TRANSMI has shown particular effectiveness in Max-Merge mode for high-resource languages. It introduces new subwords designed specifically for transliterated data, adding them to the mPLMs’ vocabularies. The framework has been tested using a wide range of scripts such as Cyrillic, Arabic, and Devanagari. The results demonstrate that TRANSMI-modified models outperform their original versions in many ways. These include better performance in sentence retrieval, text classification, and sequence labeling tasks, indicating a significant enhancement in multilingual NLP applications.
Moreover, the validation datasets span a variety of scripts. For example, the FURINA model, when processed through Max-Merge, showed significant improvements in sequence-labeling tasks. This showcases TRANSMI’s capability to handle different phonetic scripts and reduce issues arising from transliteration ambiguities.
TRANSMI-modified models display high levels of accuracy when compared to their unmodified equivalents. For instance, as with the FURINA model, sequence labeling tasks across different languages and scripts have been improved using Max-Merge. The successful performances of these modified models highlight the framework’s potential as an effective tool for enhancing multilingual NLP models. This improvement ensures better handling of transliterated data, leading to more accurate cross-lingual processing.
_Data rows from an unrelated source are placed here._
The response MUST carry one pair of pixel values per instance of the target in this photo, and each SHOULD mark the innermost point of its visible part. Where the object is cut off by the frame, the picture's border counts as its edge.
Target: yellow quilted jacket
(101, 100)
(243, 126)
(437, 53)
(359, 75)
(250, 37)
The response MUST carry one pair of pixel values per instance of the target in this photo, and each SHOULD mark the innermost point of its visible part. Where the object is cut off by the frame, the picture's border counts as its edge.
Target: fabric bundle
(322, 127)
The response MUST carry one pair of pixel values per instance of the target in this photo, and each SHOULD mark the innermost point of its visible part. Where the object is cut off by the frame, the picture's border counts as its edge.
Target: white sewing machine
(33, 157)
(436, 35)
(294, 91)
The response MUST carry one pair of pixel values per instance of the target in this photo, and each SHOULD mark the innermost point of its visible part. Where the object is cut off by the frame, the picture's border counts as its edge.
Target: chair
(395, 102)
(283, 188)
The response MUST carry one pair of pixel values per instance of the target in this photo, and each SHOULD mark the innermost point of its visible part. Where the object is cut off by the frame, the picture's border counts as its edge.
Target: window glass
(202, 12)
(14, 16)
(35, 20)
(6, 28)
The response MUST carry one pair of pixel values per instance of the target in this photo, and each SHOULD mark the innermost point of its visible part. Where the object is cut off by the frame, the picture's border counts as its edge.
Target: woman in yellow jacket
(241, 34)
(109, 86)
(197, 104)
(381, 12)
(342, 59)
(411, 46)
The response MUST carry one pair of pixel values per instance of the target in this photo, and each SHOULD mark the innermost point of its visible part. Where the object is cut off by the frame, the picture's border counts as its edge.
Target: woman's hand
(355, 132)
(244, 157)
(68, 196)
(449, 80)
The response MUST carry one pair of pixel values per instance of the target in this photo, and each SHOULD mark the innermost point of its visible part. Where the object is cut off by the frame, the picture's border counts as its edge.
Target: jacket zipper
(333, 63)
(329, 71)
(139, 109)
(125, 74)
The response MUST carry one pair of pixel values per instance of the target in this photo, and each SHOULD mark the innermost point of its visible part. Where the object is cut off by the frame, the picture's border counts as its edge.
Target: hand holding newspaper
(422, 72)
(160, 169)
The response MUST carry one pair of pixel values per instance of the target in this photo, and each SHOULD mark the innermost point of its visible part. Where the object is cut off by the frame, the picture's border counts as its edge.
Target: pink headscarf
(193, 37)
In conclusion, TRANSMI provides a practical solution to the problem of improving mPLMs’ performance on transliterated data. By modifying existing models rather than requiring additional training, the framework has significantly enhanced mPLMs’ ability to process transliterations. This has led to substantial improvements in cross-lingual tasks, paving the way for further advancements in multilingual NLP and contributing to enhancing global communication and information processing.